La mer qu'on voit danser (12)
LES BLEUS DE LA MER (6)
Sur l’île, les pirates, comme un troupeau de buffles sauvages, s’étaient engouffrés dans le jardin.
Et tchiak ! Á grands coups de sabres aiguisés comme des rasoirs, ils coupèrent toutes les fleurs bleues, sans en laisser une seule au bout de sa tige.
Et tchiak ! Á grands coups de haches, ils débitèrent en rondelles letchis et manguiers dont les branches ployaient jusqu’à terre sous le poids des grappes de fruits bleus, mûrs à point.
Le malheureux Roi Milazur ne pouvait rien faire pour empêcher la méchanceté de ces hommes. Il réalisa avec désespoir qu’il se trouvait seul, qu’il n’y avait aucun secours à attendre puisque j’avais failli à ma mission de gendarme. Il se changea alors en un grand oiseau bleu qui s’envola comme une flèche, là-haut, tout là-haut, pour aller se perdre au fond du firmament.
En passant, Milazur jeta un sort sur les sirènes de Grandiab. Sur le champ, les belles dames devinrent de laides créatures qui coururent se cacher dans les grottes affleurant ici ou là.

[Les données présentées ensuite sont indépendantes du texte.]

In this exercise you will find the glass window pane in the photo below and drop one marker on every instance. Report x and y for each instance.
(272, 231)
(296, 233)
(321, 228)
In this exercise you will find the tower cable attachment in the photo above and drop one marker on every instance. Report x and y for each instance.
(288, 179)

Leur si jolie voix se mua en gémissements tout juste bons à inspirer l’effroi et à naufrager les bateaux naviguant à proximité.

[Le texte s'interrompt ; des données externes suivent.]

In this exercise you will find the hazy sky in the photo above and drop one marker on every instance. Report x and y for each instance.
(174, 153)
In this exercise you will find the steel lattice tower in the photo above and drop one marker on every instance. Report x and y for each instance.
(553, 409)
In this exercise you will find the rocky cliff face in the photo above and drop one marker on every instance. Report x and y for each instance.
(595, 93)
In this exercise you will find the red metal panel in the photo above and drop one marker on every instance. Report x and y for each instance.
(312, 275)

Du coup, je repris mes esprits. L’enchantement était brisé. Je galopai tel un cheval emballé, afin de porter secours au Roi. Hélas ! Il n’y avait plus rien à secourir. L’île aux fleurs bleus avait connu un véritable carnage.
Alors, une folle colère me submergea. Pour venger mes amis, je me déchaînai en furie. Jamais vagues n’avaient atteint une telle hauteur, une telle force. Jamais, elles n’avaient secoué aussi violemment un bateau ; elles y mettaient tant de hargne qu’on pouvait entendre les os s’entrechoquer au sein des squelettes des pirates. En un rien de temps, le navire fut disloqué et sa cargaison de corolles dérobées à Milazur, coula tout net au fond. Aucun pirate n’en réchappa : un bataillon de pieuvres géantes accourut et les étrangla l’un après l’autre, jusqu’au dernier.
Amère et inutile victoire ! Personne ne sait ce qu’est devenu le Roi Milazur, ni l’endroit où il a trouvé refuge… Peut-être sur une planète plus hospitalière. Ce qui est certain, c’est que depuis ce temps-là, le ciel a pris une teinte d’azur ; et sans doute, quelques gouttes de la précieuse teinte sont elles tombées sur terre, puisque maintenant, on y trouve des fleurs bleues… et des yeux bleus.
Pour ma part, je vis avec consternation ma couleur originelle pâlir peu à peu. Et aujourd’hui, me voilà soumise aux caprices du ciel et des nuages, réduite à accepter de refléter ce qu’ils m’envoient : des fois c’est vert, des fois c’est violet ou gris ; c’est souvent bleu aussi, mais jamais je ne retrouverai mon magique éclat d’antan.